Why no dedicated refresh_token?

[sustained]

Isn't that the way this usually works? You get an access_token AND a refresh_token? It seems like this library is doing things differently to most others, how come?

[sustained]

Well, I found this discussion on the topic.

[philbenoit-ibsa]

@sustained Do you need more info on this or should this be closed?

[sustained]

Well the discussion was somewhat enlightening. I too thought refresh tokens were an inherent part of the JWT spec. I didn't realise they are a custom thing that most implementations add.

But one of the comments in there has me wondering...

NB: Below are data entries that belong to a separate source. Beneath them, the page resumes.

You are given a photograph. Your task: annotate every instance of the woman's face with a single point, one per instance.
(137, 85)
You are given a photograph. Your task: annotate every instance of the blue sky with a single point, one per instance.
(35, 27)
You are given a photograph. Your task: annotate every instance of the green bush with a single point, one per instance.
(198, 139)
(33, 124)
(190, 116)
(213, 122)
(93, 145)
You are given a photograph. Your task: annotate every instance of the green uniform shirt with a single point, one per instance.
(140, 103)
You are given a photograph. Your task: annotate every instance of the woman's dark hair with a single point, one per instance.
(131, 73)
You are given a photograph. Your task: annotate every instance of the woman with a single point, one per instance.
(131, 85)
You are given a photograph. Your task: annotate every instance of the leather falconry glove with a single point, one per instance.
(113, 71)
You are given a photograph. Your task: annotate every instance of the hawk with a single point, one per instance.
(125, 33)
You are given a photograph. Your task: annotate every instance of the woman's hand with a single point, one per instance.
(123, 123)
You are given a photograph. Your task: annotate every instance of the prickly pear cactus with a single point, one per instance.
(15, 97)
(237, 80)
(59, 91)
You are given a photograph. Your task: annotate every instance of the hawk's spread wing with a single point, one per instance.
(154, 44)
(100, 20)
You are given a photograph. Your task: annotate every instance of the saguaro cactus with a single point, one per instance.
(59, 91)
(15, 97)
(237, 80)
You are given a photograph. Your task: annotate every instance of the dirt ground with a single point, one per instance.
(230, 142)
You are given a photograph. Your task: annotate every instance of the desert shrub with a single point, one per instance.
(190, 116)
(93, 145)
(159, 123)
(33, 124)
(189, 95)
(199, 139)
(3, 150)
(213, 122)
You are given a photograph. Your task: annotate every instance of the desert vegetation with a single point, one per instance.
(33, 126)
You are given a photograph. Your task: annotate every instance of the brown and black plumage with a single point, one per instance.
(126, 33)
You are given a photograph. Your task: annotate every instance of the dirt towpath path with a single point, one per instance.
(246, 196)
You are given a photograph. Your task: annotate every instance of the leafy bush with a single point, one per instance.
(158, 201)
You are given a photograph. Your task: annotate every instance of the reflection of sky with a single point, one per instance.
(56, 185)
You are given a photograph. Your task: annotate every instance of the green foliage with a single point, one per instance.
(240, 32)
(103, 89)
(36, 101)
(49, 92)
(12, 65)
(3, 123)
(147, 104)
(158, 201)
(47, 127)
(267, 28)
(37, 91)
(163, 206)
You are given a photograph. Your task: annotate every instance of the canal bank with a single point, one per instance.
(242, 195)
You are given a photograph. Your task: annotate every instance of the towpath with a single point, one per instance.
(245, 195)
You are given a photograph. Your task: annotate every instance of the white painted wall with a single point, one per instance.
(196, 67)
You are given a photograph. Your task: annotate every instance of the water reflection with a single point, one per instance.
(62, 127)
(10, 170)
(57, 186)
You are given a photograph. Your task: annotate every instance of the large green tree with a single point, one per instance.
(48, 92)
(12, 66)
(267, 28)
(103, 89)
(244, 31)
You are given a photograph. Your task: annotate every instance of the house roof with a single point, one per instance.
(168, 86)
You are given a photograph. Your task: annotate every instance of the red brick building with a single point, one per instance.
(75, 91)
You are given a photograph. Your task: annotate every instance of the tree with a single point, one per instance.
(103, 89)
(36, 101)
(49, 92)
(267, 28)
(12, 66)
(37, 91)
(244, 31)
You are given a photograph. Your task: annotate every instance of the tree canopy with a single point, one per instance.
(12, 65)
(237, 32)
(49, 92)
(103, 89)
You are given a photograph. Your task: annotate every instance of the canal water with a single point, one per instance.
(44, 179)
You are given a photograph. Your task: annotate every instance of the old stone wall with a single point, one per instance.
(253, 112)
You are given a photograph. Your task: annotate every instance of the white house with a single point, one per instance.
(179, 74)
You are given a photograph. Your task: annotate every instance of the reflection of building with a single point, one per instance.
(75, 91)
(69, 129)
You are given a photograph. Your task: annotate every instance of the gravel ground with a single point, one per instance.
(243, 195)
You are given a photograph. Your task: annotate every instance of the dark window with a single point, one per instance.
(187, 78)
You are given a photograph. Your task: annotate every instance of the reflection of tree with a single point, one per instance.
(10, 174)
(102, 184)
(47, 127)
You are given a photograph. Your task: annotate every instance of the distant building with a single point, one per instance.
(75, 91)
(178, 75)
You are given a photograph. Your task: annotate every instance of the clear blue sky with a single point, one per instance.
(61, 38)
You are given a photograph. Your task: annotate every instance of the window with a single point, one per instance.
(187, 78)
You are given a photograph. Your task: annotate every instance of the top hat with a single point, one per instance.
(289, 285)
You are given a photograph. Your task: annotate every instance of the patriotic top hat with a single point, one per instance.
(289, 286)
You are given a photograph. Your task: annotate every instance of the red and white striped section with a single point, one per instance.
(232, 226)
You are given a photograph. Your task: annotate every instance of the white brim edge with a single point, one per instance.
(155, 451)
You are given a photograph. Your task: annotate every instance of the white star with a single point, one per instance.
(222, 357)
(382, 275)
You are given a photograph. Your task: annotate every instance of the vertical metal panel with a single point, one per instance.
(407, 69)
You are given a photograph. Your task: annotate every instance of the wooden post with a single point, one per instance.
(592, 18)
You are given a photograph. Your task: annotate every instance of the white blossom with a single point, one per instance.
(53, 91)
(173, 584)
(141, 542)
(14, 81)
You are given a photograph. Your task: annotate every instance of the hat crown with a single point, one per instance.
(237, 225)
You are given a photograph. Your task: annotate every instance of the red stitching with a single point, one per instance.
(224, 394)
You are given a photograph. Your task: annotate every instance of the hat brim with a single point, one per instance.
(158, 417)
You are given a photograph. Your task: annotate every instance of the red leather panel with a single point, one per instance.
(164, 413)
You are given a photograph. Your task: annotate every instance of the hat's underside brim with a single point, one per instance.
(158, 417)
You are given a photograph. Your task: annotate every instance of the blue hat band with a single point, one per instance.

As I know access tokens and refresh tokens should be stored differently too on the client side. Access tokens can be "not as securely" stored as refresh tokens. What happens if let's say hacker gets access token from you? They can refresh and refresh it forever am I right? Can anyone explain it to me why we only have access tokens here and not using refresh tokens? I think it's very insecure...

Like, if a "hybrid" access/refresh token from this library leaks then they can refresh forever. However, in an implementation where the concept of access and refresh are separate, if the access token leaks then while that is certainly a bad thing it's not as bad as it could be, since it will expire after some time and at that point the leaked access token is useless.

So is this library's implementation less secure then? :thinking:

[brazenvoid]

I think its more implementation dependent.

Like in my projects the web token is limited to the server side and never gets exposed or sent in anyway to the front end. I store it in a memory store and the encrypted session has a randomized password to access it.

[stale[bot]]

Is this still relevant? If so, what is blocking it? Is there anything you can do to help move it forward?

This issue has been automatically marked as stale because it has not had recent activity. It will be closed if no further activity occurs.